The past couple of weeks have been a wild sort of ride. School is FINALLY drawing to a close. I'm so excited!! I can't wait until I don't have to go to school EVER AGAIN. Well, that's not entirely true, since I have decided to go on and get my MBA. However, I'm going to work for a least a year first. I've been going to college off and on since 2001!! Since that time there hasn't been a single year that I haven't taken a least a class or two. It's going to feel so nice to have a diploma and that undergraduate business behind me!!
Along those lines. . .
I'M ONLY 5 POUNDS AWAY FROM MY FIRST GOAL!!!!!!!
I wanted to drop as much weight as I (reasonably) could by graduation and that is 50 pounds! This morning when I stepped on the scale I was shocked to see a big ol' loss of 4 pounds!! Which is good, because I'm going to see my friends in St. Louis this weekend and there will be much fun and festivities. :) When Handsome saw me this morning, he actually said, "Oh my god! You look so skinny." :) It made me feel good because I know he notices it and appreciates how hard I'm working for this.
Also it made me feel good, because last week was not a good week in my book. After paying bills and stupidly budgeting our groceries, we had nothing left for fresh produce. Typically, at least half of our budget goes for things like fresh apples, bananas, tomatoes, peppers and veggies of all sorts. We had none of that! We didn't even have the nice lean meats that we usually get. It was horrible. Even though I was staying within my calorie range each day I felt like I was eating like a big fat hog. Which brings me to another point. . .
I've been training for the 5K as everyone who will probably read this already knows. Well, the SparkPeople thingy (yes, a technical term, I know) was yelling at me (this is what I call it when it gives me pointers) that I need to increase my calorie range for because of all the added activity. When I did it took me up to over 2,000 calories!!! OMG! I can not eat that much. . . I mean I can, but it made me feel ill all week. I was used to getting somewhere between 1,300 to 1,600. The high calorie amount combined with the no 'good' food, totally threw me off balance and I only lost a pound. I know, I know - It's still a pound! - One pound at a time - It's that much that I don't have to carry around anymore - but it made me feel like I was losing control of this battle and that I wouldn't be able to meet my graduation goal. But, I did some tinkering and now my calorie range is back in 'my zone' and I feel confident with my level of exercising. . .
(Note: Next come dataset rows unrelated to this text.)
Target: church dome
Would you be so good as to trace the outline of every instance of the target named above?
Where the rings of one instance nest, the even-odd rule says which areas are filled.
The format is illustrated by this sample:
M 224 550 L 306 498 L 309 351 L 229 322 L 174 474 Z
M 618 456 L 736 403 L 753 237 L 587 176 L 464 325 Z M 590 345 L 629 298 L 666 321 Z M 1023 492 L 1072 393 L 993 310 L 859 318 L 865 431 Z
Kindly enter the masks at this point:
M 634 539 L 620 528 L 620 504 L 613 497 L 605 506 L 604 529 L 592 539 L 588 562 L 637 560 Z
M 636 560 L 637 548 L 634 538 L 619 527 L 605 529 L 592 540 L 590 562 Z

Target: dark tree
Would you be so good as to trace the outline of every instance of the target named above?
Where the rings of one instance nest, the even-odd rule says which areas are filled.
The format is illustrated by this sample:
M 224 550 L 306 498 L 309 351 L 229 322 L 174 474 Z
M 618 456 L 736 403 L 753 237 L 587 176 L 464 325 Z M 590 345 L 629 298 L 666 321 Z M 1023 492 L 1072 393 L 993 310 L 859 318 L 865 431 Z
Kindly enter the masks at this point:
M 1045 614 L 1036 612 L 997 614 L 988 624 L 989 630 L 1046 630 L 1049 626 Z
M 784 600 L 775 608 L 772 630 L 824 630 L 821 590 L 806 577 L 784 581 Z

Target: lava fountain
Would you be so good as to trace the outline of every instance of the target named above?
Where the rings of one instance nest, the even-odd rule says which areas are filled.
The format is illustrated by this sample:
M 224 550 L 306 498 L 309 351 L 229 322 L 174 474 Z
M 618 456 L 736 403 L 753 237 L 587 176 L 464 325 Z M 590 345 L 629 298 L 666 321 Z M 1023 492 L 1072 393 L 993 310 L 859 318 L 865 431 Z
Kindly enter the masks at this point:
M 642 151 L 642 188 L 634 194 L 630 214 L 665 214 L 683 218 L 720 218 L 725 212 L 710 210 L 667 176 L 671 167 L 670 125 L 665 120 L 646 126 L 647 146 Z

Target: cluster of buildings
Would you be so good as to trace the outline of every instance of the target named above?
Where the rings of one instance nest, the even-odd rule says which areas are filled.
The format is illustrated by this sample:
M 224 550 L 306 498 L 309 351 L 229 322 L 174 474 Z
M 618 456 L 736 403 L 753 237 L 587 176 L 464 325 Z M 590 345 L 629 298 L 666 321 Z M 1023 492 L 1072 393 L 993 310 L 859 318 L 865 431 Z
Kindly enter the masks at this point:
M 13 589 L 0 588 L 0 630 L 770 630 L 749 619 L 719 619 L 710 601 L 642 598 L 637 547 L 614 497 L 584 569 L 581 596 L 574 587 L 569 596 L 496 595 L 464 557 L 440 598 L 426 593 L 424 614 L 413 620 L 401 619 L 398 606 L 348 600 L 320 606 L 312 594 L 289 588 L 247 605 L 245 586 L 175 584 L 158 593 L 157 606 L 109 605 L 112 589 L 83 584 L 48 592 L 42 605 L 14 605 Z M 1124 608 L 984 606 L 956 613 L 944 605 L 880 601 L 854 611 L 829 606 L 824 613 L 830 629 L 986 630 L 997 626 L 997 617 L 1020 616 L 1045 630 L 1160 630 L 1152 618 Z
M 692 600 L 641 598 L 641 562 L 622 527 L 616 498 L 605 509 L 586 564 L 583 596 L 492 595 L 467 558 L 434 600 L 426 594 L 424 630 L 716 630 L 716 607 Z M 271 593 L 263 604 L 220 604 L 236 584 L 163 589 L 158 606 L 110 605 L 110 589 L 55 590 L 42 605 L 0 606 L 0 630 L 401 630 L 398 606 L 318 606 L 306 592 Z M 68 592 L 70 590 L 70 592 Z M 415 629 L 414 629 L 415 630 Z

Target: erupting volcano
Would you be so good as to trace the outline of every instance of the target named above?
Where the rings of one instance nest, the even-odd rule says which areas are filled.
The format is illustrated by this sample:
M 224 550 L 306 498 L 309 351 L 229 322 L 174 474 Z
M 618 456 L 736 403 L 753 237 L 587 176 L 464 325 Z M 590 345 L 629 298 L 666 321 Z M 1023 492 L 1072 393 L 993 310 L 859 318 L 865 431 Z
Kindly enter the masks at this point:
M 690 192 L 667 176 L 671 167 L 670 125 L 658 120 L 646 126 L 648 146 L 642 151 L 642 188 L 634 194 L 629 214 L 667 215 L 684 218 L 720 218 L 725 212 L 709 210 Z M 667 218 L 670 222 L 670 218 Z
However, yesterday was not a good day for my running. The last time I wrote I think I told you all how I decided just to see if I could run a mile for fun. Well, the day after that was my scheduled 5K training day, so I went ahead with my run. BUT, instead of walking 1 minute out of every 5 I decided just to run the whole 35 minutes! I made it 2.3 miles!! I was so super excited, after I realized what I'd done I started crying and laughing at the same time. I looked like a crazy person sitting on the side of the graveyard like that! My next run I did the same thing, except Handsome was riding beside me on his bike tracking my distance and mentioned that he thought I'd get 2.5 miles in. My watch dinged at 35 minutes, but I was almost to 2.5 miles, so I decided to finish at 2.5 miles. :) I was looking forward to this week. I so badly want to make it 3.1 miles. When I got sick this weekend, I took it pretty easy. Yesterday, I still felt pretty bad, but wanted to make sure I got all my runs in since it's only 2 weeks until my 5K. I only lasted for 12 minutes/.82 miles. I felt so sick and hot like I was going to vomit. I didn't even want to walk my time out. I felt like a loser. As always, Handsome convinced me that I did the best I could and suggested that I switch to morning runs. So, that's what I'm going to do tomorrow.
I'm getting up at 5am tomorrow, so I can run for 40 minutes before work. See? Now that I've told you about it, I HAVE to do it. :) Wish me luck!